「変異種これから席巻」米国が発した緊急警告 感染さらに広がり医療は一段と逼迫する可能性
コロナの被害は有色人種の間で一段とひどいものとなっているが、人種による健康格差は新たな変異ウイルスによって悪化に拍車がかかる恐れがある、と警告する専門家もいる。
「新しい変異ウイルスで脅威は何倍にもなった。コロナについて私たちが知っている全リスクが一気に何倍にも膨れあがったと考えてもらいたい」。こう話すのは、ブラウン大学公衆衛生大学院のアシシュ・ジャー学部長だ。ジャー氏は、ワクチンが弱者に届いていない状況に懸念を示している。
Xデーは3月より早まる可能性
イギリスで初めて検出された問題の変異ウイルスは「B.1.1.7」と呼ばれ、イギリス国内で瞬く間に広がった。ロンドンの新規感染者の80%以上がすでにこの変異ウイルスによるものとなっており、それ以外の地域でも同変異ウイルスによる感染が25%を超えるようになっている。
世界保健機関(WHO)によれば、この変異ウイルスはアメリカやカナダを含む50カ国以上で確認されている。アメリカでは変異ウイルスによる感染は全体の0.5%に満たないとのデータが出ているが、これは限られた検体を解析した結果にすぎない。
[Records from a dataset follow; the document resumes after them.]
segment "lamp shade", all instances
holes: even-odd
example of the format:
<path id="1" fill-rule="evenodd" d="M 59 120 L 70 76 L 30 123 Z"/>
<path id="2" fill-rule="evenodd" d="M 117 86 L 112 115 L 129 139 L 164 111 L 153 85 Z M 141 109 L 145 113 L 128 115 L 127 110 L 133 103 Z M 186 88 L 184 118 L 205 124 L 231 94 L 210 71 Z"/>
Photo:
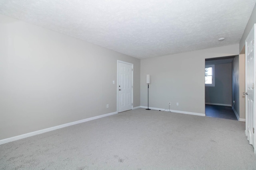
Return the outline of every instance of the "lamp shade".
<path id="1" fill-rule="evenodd" d="M 149 84 L 150 83 L 150 75 L 147 74 L 147 84 Z"/>

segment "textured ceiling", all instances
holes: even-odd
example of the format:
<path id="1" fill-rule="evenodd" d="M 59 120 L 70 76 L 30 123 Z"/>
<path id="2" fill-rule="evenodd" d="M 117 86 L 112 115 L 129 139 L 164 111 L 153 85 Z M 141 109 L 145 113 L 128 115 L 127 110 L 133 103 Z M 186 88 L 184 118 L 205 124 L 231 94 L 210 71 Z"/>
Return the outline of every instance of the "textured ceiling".
<path id="1" fill-rule="evenodd" d="M 0 14 L 143 59 L 238 43 L 256 2 L 1 0 Z"/>

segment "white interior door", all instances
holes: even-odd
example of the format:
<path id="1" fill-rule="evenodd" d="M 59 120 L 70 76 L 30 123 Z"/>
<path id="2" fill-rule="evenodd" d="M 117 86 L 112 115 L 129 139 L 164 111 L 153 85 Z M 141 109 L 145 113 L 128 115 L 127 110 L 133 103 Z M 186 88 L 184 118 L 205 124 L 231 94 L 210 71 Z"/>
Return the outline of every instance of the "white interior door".
<path id="1" fill-rule="evenodd" d="M 254 24 L 245 41 L 246 55 L 246 130 L 245 133 L 249 143 L 255 149 L 254 128 L 256 120 L 255 106 L 255 42 L 256 35 L 256 24 Z"/>
<path id="2" fill-rule="evenodd" d="M 118 61 L 118 112 L 132 109 L 133 64 Z"/>

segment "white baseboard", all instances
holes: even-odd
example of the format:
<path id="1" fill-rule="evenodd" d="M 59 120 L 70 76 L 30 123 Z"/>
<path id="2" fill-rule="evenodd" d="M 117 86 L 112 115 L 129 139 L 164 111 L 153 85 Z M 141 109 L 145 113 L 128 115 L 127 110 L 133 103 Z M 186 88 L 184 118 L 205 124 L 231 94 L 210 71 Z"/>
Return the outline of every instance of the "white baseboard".
<path id="1" fill-rule="evenodd" d="M 239 116 L 238 116 L 238 113 L 236 112 L 236 109 L 235 109 L 233 106 L 232 106 L 232 109 L 233 109 L 234 112 L 235 113 L 235 114 L 236 114 L 236 118 L 237 118 L 237 119 L 239 121 L 243 121 L 245 122 L 245 119 L 241 119 L 240 118 L 240 117 L 239 117 Z"/>
<path id="2" fill-rule="evenodd" d="M 138 109 L 139 108 L 140 108 L 140 106 L 135 107 L 133 107 L 132 109 Z"/>
<path id="3" fill-rule="evenodd" d="M 148 108 L 147 107 L 143 106 L 140 106 L 140 107 L 144 108 L 145 109 L 146 109 Z M 205 116 L 205 114 L 199 113 L 198 113 L 190 112 L 189 111 L 180 111 L 179 110 L 169 110 L 169 109 L 161 109 L 159 108 L 156 108 L 156 107 L 149 107 L 148 108 L 152 110 L 161 110 L 161 111 L 170 111 L 172 112 L 178 113 L 179 113 L 187 114 L 188 115 L 196 115 L 198 116 Z"/>
<path id="4" fill-rule="evenodd" d="M 223 106 L 232 106 L 232 105 L 231 104 L 221 104 L 220 103 L 206 103 L 205 104 L 210 104 L 211 105 Z"/>
<path id="5" fill-rule="evenodd" d="M 56 130 L 58 129 L 66 127 L 67 126 L 71 126 L 72 125 L 81 123 L 85 122 L 88 121 L 90 121 L 90 120 L 99 119 L 102 117 L 105 117 L 106 116 L 110 116 L 111 115 L 114 115 L 116 113 L 117 113 L 117 111 L 113 113 L 109 113 L 100 115 L 99 116 L 95 116 L 92 117 L 90 117 L 82 120 L 80 120 L 77 121 L 73 121 L 72 122 L 64 124 L 63 125 L 59 125 L 58 126 L 54 126 L 53 127 L 49 127 L 48 128 L 44 129 L 42 130 L 40 130 L 37 131 L 35 131 L 34 132 L 26 133 L 25 134 L 12 137 L 10 138 L 5 139 L 4 139 L 0 140 L 0 145 L 8 143 L 8 142 L 12 142 L 14 141 L 16 141 L 19 139 L 22 139 L 26 138 L 26 137 L 30 137 L 31 136 L 34 136 L 36 135 L 40 134 L 41 133 L 45 133 L 46 132 L 49 132 L 50 131 L 54 131 L 54 130 Z"/>
<path id="6" fill-rule="evenodd" d="M 235 113 L 235 114 L 236 116 L 236 118 L 237 119 L 237 120 L 239 120 L 239 116 L 238 116 L 238 114 L 237 113 L 237 112 L 236 112 L 236 110 L 235 108 L 234 107 L 232 106 L 232 109 L 233 109 L 233 111 Z"/>

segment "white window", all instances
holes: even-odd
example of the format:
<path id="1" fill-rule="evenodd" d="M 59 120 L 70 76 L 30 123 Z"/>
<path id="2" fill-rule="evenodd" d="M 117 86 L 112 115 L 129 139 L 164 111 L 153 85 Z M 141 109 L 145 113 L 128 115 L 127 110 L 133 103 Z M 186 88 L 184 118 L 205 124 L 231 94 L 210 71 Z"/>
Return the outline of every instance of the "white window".
<path id="1" fill-rule="evenodd" d="M 205 66 L 205 86 L 214 86 L 214 65 Z"/>

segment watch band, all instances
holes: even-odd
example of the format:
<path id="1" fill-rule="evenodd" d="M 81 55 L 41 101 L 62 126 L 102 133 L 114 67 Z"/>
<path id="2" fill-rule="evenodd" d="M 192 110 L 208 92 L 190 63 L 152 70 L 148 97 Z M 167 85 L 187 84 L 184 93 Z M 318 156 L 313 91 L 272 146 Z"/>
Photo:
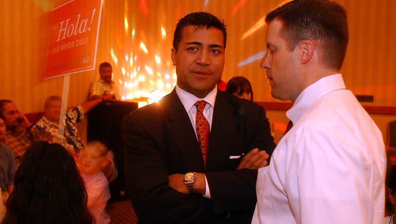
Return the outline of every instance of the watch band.
<path id="1" fill-rule="evenodd" d="M 186 179 L 186 176 L 187 175 L 191 175 L 192 174 L 193 177 L 191 179 L 189 180 L 187 180 Z M 195 189 L 194 189 L 194 181 L 195 180 L 195 172 L 189 172 L 186 173 L 185 174 L 183 175 L 183 181 L 184 182 L 184 184 L 186 185 L 186 186 L 187 187 L 187 189 L 188 189 L 190 193 L 192 194 L 196 194 L 198 193 Z"/>

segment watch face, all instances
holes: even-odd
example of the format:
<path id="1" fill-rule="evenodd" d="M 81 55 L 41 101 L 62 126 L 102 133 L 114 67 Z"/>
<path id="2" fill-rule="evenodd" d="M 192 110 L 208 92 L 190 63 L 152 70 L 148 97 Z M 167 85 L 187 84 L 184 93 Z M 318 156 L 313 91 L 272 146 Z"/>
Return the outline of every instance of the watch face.
<path id="1" fill-rule="evenodd" d="M 194 178 L 194 173 L 188 172 L 184 175 L 184 180 L 186 181 L 191 181 Z"/>

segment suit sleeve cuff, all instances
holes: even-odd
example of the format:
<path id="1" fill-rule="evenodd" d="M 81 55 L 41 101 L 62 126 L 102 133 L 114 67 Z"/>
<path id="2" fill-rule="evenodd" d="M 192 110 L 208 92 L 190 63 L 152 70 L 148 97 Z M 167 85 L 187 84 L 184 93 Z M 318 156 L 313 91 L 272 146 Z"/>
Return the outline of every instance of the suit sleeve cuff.
<path id="1" fill-rule="evenodd" d="M 202 195 L 203 197 L 209 198 L 210 199 L 210 191 L 209 190 L 209 185 L 207 184 L 207 179 L 206 179 L 206 175 L 205 175 L 205 185 L 206 185 L 206 190 L 205 190 L 205 194 Z"/>

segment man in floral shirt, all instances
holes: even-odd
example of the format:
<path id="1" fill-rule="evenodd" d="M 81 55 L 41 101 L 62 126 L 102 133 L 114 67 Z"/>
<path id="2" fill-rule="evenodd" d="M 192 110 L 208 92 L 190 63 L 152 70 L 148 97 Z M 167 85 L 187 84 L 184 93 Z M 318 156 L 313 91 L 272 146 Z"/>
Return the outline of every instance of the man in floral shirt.
<path id="1" fill-rule="evenodd" d="M 57 142 L 73 153 L 77 153 L 84 147 L 84 144 L 76 127 L 76 124 L 84 118 L 87 113 L 103 101 L 110 100 L 110 94 L 103 95 L 70 110 L 63 121 L 64 134 L 59 132 L 61 98 L 51 96 L 44 103 L 44 114 L 34 125 L 35 128 L 48 140 Z"/>

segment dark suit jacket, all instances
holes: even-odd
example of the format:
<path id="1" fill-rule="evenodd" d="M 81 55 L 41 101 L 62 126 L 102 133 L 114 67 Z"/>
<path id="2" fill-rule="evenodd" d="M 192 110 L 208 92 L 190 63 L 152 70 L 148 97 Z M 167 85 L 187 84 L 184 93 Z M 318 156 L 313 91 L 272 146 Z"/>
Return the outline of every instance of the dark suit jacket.
<path id="1" fill-rule="evenodd" d="M 125 178 L 140 223 L 250 223 L 256 202 L 256 170 L 236 170 L 254 148 L 275 148 L 263 109 L 218 91 L 206 167 L 187 112 L 175 90 L 124 118 Z M 185 194 L 168 175 L 205 173 L 211 199 Z"/>

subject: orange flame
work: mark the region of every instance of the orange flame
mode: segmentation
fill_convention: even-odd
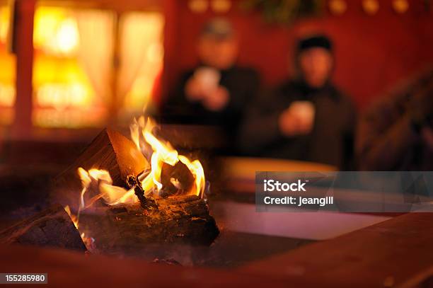
[[[198,160],[190,161],[186,156],[179,155],[170,143],[163,143],[159,140],[153,133],[156,126],[155,122],[151,118],[145,120],[144,117],[141,116],[138,120],[134,118],[130,127],[131,139],[135,145],[144,151],[146,144],[149,144],[153,150],[150,161],[151,173],[144,179],[140,179],[146,195],[151,193],[154,187],[156,188],[158,192],[162,188],[161,173],[164,163],[173,166],[180,161],[187,167],[195,179],[194,187],[189,194],[201,196],[204,190],[205,184],[204,171],[202,164]]]
[[[146,195],[151,194],[154,197],[158,196],[158,192],[163,188],[161,181],[161,175],[163,163],[175,166],[178,161],[185,164],[195,178],[194,185],[187,194],[202,196],[204,190],[205,179],[204,171],[202,164],[198,160],[191,161],[186,156],[179,155],[170,143],[159,140],[153,133],[154,128],[156,127],[155,122],[148,118],[147,120],[143,116],[138,120],[134,118],[130,125],[131,139],[138,149],[146,155],[146,149],[151,148],[152,153],[150,156],[151,171],[148,174],[139,175],[139,180],[142,183],[142,187]],[[78,226],[78,219],[81,210],[91,206],[96,200],[103,198],[104,202],[109,205],[120,203],[134,204],[139,202],[134,195],[134,189],[126,190],[122,187],[112,185],[112,179],[108,171],[92,168],[86,171],[83,168],[78,168],[78,174],[81,180],[83,189],[80,195],[80,205],[76,217]],[[178,179],[170,179],[172,183],[178,184]],[[92,188],[96,188],[98,192],[88,203],[85,203],[84,195]],[[69,207],[68,207],[69,208]],[[70,210],[69,210],[70,213]]]

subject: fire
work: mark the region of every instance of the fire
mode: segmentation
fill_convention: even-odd
[[[138,183],[141,183],[144,195],[154,198],[160,197],[160,192],[163,188],[161,179],[163,166],[168,164],[174,166],[180,162],[187,168],[194,178],[192,188],[189,191],[183,192],[181,179],[174,177],[169,179],[169,183],[184,193],[203,197],[206,182],[204,171],[200,162],[198,160],[191,161],[185,156],[180,155],[170,143],[159,139],[154,132],[156,127],[156,125],[152,119],[145,120],[143,116],[138,120],[134,118],[130,125],[131,139],[150,163],[149,169],[133,175],[138,179]],[[80,167],[77,173],[81,180],[82,190],[76,215],[72,214],[69,206],[64,207],[77,229],[79,227],[81,212],[92,206],[100,199],[103,199],[108,205],[120,203],[135,204],[140,202],[138,195],[136,195],[137,186],[127,190],[114,185],[110,173],[105,170],[92,168],[87,171]],[[137,183],[137,181],[134,183]],[[83,233],[81,236],[89,250],[94,250],[95,239],[88,237]]]
[[[142,188],[146,196],[159,197],[159,192],[163,188],[161,180],[163,165],[164,163],[174,166],[178,162],[183,163],[194,177],[193,187],[187,192],[189,195],[195,195],[202,197],[205,186],[204,171],[202,164],[198,160],[190,161],[183,155],[180,155],[173,149],[170,143],[164,142],[158,139],[154,134],[156,127],[151,118],[145,120],[140,117],[138,120],[134,118],[130,125],[131,139],[143,154],[150,159],[150,171],[138,176],[142,183]],[[127,190],[122,187],[112,185],[112,179],[108,171],[99,169],[90,169],[86,171],[79,168],[78,174],[81,180],[83,189],[80,195],[80,204],[77,214],[79,218],[79,212],[91,206],[96,200],[102,198],[108,205],[116,204],[137,203],[139,200],[134,195],[134,189]],[[179,187],[179,180],[170,179],[170,182]],[[91,190],[98,191],[96,195],[90,200],[85,202],[84,195]],[[70,211],[69,211],[70,213]]]
[[[174,166],[180,161],[187,167],[195,179],[194,187],[189,193],[202,196],[205,185],[204,171],[202,164],[198,160],[190,161],[186,156],[180,155],[170,143],[159,140],[153,132],[156,126],[151,118],[145,120],[143,116],[138,120],[134,118],[130,126],[131,139],[137,147],[144,156],[147,154],[149,146],[153,151],[150,161],[151,172],[144,179],[140,179],[146,195],[152,193],[154,191],[154,188],[156,188],[158,192],[162,189],[161,173],[164,163]],[[177,179],[173,179],[173,181],[176,180]],[[171,180],[171,181],[173,183]]]

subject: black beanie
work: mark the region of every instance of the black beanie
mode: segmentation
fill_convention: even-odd
[[[298,42],[298,53],[310,48],[324,48],[330,52],[333,50],[331,40],[324,35],[316,35],[311,37],[301,39]]]

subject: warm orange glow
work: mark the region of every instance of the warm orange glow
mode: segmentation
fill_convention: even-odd
[[[175,166],[179,161],[184,163],[194,176],[195,181],[192,191],[189,193],[197,196],[202,195],[204,190],[204,171],[198,160],[190,161],[187,157],[179,155],[170,143],[164,143],[154,134],[154,128],[156,127],[151,118],[145,120],[142,116],[138,120],[134,120],[131,125],[131,138],[137,147],[144,151],[147,145],[150,145],[153,153],[151,157],[151,173],[142,180],[142,188],[146,195],[153,192],[153,188],[156,187],[159,192],[162,188],[161,183],[161,173],[164,163]],[[141,135],[140,135],[141,132]],[[146,154],[144,153],[146,155]],[[173,179],[175,182],[177,179]]]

CDCの今回の報告は、この変異ウイルスがアメリカでどれくらい急速に広まるかを科学的に予測したものだ。人口の10〜30%がすでにコロナの免疫を獲得し、さらに1月から1日当たり100万人のペースでワクチン接種が進むとの前提で数理モデルを組み立てている。
イギリスのデータが示唆するように、この変異ウイルスの感染力が従来のウイルスに対し50%ほど高まったと仮定した場合、3月には変異ウイルスによる感染が支配的なものになる、との予測結果が示された。ワクチンの接種ペースが前提を下回れば、そのタイミングはさらに早まるという。
しかし、現在のワクチン接種は前提を下回る状態が続いている。